Die BBC und die französische AFP verzichten darauf, Hamas-Leute Terroristen zu nennen. Dies mit der Begründung, es sei nicht ihre Aufgabe, den Leuten zu sagen, wer die Guten und wer die Bösen seien. Begriffe wie «Terrorist» könnten zudem von Regierungen missbraucht werden. Auch die DPA schrieb nach dem Massaker des 7. Oktober zunächst von «militanten Palästinensern» und «Hamas-Kämpfern», sprach dann aber konsequent von Terroristen.
«Wir haben das nach klaren Kriterien beurteilt», sagt Homburger. «Wenn eine Organisation systematisch auf grausame, tödliche Weise gegen die Zivilbevölkerung vorgeht, ist der Begriff ‹terroristisch› gerechtfertigt.» Allein die Tatsache, dass die DPA zwei Tage lang zögerte, hat ihr Kritik von israelfreundlichen Kreisen eingebracht. Und natürlich sind propalästinensische Kreise empört über die Einstufung der Hamas.
Für Froben Homburger gehört das zum Alltag: «Wir werden von allen Seiten attackiert, das ist die Grundkonstellation.» 95 Prozent der DPA-Nachrichten seien fehlerfrei, die restlichen 5 Prozent beträfen meist Tippfehler. Der Gau, dass eine Nachricht zurückgezogen werden müsse, komme äusserst selten vor.
Der Tag, an dem die DPA den Sowjet-Diktator sterben liess
In der Geschichte der DPA gibt es einige Tiefschläge und Scoops. Rudolf Küstermeier, der DPA-Korrespondent in Israel, gehörte 1962 zu vier weltweit ausgewählten Journalisten, die der Hinrichtung des Nazi-Verbrechers Adolf Eichmann beiwohnen durften. Küstermeier hatte das KZ Bergen-Belsen überlebt, er war der erste deutsche Korrespondent im jüdischen Staat. Das «Klicken der sich plötzlich öffnenden Falltür» sei das Letzte gewesen, was man gehört habe, schrieb er am 1. Juni 1962.
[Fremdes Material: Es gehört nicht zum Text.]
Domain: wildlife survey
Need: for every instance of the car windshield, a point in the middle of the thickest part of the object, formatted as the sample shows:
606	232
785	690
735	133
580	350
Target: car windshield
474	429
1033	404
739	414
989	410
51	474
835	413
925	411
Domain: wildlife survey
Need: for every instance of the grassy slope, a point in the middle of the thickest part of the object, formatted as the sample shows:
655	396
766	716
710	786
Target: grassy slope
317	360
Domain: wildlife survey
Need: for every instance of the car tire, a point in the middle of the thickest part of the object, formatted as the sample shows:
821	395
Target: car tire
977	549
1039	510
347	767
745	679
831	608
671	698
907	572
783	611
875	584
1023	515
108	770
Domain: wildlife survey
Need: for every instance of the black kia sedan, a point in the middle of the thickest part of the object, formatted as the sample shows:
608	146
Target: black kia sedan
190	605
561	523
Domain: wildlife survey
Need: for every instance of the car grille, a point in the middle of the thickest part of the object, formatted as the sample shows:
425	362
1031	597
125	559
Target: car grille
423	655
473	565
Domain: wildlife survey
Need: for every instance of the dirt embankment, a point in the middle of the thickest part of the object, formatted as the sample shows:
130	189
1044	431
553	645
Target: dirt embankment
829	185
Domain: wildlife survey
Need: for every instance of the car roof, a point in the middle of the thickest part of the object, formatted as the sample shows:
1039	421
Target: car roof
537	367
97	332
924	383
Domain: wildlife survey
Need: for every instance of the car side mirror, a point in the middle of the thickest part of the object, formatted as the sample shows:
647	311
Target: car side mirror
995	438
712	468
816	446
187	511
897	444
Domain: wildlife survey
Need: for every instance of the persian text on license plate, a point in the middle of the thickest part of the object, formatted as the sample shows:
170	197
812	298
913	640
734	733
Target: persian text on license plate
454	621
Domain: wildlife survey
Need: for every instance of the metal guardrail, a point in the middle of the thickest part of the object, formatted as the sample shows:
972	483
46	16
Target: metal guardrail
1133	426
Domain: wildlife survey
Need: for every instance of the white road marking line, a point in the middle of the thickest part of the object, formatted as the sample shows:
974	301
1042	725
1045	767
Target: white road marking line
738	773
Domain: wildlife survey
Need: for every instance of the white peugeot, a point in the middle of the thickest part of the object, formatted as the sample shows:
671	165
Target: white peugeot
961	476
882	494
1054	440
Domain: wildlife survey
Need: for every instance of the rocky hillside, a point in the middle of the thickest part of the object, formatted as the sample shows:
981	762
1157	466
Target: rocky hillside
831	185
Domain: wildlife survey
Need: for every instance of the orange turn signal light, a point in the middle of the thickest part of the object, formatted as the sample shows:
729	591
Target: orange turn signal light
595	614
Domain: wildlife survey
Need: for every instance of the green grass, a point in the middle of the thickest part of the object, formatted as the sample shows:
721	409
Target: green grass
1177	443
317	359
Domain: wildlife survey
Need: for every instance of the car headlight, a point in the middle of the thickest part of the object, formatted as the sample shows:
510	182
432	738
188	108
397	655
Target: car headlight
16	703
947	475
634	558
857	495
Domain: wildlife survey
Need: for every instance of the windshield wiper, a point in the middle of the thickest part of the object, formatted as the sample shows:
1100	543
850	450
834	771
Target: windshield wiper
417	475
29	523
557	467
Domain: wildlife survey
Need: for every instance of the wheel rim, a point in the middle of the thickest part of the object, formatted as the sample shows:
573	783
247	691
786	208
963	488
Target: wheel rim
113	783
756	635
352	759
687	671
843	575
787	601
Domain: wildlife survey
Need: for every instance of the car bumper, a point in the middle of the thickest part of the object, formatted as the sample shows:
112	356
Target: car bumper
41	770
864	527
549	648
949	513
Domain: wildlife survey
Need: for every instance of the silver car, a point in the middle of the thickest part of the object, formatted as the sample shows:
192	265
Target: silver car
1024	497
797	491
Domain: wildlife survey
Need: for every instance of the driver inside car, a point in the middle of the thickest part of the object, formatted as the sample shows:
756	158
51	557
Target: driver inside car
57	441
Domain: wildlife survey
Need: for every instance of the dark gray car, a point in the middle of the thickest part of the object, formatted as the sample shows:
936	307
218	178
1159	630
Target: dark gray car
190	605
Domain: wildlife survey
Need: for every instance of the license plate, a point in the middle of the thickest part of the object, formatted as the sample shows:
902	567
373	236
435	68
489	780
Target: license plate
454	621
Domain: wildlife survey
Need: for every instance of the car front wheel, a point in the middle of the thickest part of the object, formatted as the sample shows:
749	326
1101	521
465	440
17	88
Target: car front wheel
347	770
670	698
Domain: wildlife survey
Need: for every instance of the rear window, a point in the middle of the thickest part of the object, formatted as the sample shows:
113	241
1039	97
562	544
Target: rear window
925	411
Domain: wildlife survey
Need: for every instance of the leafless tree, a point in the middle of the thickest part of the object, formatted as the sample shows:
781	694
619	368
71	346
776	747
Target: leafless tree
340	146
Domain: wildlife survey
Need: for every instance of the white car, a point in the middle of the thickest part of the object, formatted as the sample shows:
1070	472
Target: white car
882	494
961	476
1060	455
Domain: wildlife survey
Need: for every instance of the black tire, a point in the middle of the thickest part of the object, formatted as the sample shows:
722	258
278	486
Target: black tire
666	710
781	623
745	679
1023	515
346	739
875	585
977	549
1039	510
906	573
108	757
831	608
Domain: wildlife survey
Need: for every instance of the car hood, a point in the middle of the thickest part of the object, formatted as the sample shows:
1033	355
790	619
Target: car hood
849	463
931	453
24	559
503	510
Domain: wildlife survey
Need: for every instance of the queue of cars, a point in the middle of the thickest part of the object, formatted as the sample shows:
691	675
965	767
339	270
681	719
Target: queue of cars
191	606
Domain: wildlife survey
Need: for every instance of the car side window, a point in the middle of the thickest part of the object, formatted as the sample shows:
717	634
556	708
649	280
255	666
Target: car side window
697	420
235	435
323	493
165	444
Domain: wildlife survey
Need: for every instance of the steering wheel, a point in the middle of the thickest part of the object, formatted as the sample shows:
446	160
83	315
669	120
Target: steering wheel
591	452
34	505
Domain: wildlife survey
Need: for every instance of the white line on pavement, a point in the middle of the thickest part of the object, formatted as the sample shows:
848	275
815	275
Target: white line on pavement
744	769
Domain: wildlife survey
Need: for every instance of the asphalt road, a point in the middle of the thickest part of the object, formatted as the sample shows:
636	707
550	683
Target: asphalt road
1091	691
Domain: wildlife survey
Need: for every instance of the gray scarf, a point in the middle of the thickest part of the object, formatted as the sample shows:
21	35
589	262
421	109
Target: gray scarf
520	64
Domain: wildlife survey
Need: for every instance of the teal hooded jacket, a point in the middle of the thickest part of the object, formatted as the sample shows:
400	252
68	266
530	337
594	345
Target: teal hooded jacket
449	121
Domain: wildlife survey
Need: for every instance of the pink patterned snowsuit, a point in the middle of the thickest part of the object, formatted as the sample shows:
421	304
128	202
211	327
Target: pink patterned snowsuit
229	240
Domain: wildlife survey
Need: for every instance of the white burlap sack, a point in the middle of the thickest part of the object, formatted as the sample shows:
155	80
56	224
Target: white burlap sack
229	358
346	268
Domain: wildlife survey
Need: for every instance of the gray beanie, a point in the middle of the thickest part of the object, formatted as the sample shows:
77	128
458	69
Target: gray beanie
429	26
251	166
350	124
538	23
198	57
Zwei Jahre später erlebte die DPA ihren wohl grössten Reinfall, als sie einer gefälschten Nachricht aufsass – und im April 1964 den Tod des sowjetischen KP-Generalsekretärs Nikita Chruschtschow vermeldete. Chruschtschow war politisch zwar bereits schwer angeschlagen, lebte aber noch bis 1971. Der Vorfall führte zu diplomatischen Verstimmungen zwischen der Sowjetunion und der BRD.
Politisch unter Beobachtung war die DPA schon immer. Der «Spiegel» stellte die Nachrichtenagentur Ende der 1960er Jahre als regierungshöriges, konservatives Organ dar, das die US-Politik unkritisch begleite und Tränen für die armen Autofahrer vergiesse, die unter höheren Ölpreisen litten. Das Bonner Büro der DPA wurde 1980 von Linksextremen überfallen, die gegen Helmut Schmidts «Propagandamaschinerie» protestierten.
Nachzulesen ist das im Buch «Im Dienst der Nachricht» von Hans-Ulrich Wagner, das dieses Jahr erschienen ist. Wie die DPA berichtet und von wem sie kritisiert wird, ist immer auch Ausdruck des Zeitgeists. Die Strasse, an der die DPA ihren Hauptsitz hat, wurde 2008 in Rudi-Dutschke-Strasse umbenannt. Es war eine späte Rache der Linken am Axel-Springer-Verlag, dem das DPA-Gebäude früher gehörte. Die alte DPA-Meldung im Eingang des Gebäudes wird heute von einer Tafel flankiert, auf der steht, Dutschke habe sich für eine «radikale Veränderung» der Gesellschaft eingesetzt.
Ob das passender ist als «Ideologe», bleibt Ansichtssache.